Announcing Collate 1.12
We are pleased to introduce Collate 1.12, the newest version of our managed OpenMetadata service, featuring the latest innovations in AI-powered semantic intelligence. Highlights from this release include:
-
Collate AI Studio - Create and customize AI agents for metadata management across your entire data platform
-
Collate AI SDK - Embed Collate's metadata and semantic intelligence into any application or workflow
-
Custom Auto Classification - Create AI-powered recognizers for any data type, with feedback loops
-
Data Quality Test Library - Define reusable, parameterized test templates for organization-wide consistency
-
Data Diff Column/Row Analysis - Pinpoint exactly what changed between source and target with character-level precision.

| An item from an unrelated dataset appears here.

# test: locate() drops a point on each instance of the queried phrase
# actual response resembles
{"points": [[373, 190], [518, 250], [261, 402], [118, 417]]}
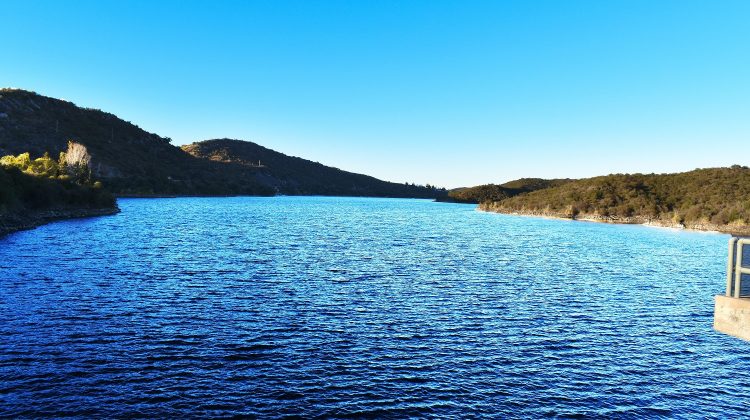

Our mission continues for making high-quality metadata management accessible to every data team—through AI-powered automation, open standards, and a platform that meets teams where they work.

Collate AI Studio
Collate AI Studio lets you customize existing AI agents and create new ones to manage your data landscape. Adapt how Collate's native agents behave, or create purpose-built agents that understand your organization’s unique knowledge graph—all through an intuitive interface that lets you adapt agents to your team’s specific needs. To learn more, read the Collate AI Studio launch blog.
-
Customize native agents: Tailor Collate's native agents for documentation generation, data quality analysis, and tier assignment to match your organization's standards. Modify agent prompts to fit your requirements—for example, instruct the documentation agent to "prepare all descriptions in Spanish" or adjust the data quality agent to follow your organization's specific testing conventions. If customizations degrade performance, restore original behavior with a single click.
-
Create custom AI agents: Build new agents with access to Collate's semantic metadata graph, giving them deep context about your data landscape. Define each agent's persona, abilities, and behaviors from a single configuration interface.
-
Interact and integrate: Engage with your custom agents directly, then integrate them into your workflows using the AI SDK. All agent activities are recorded in Collate's audit logs for full visibility.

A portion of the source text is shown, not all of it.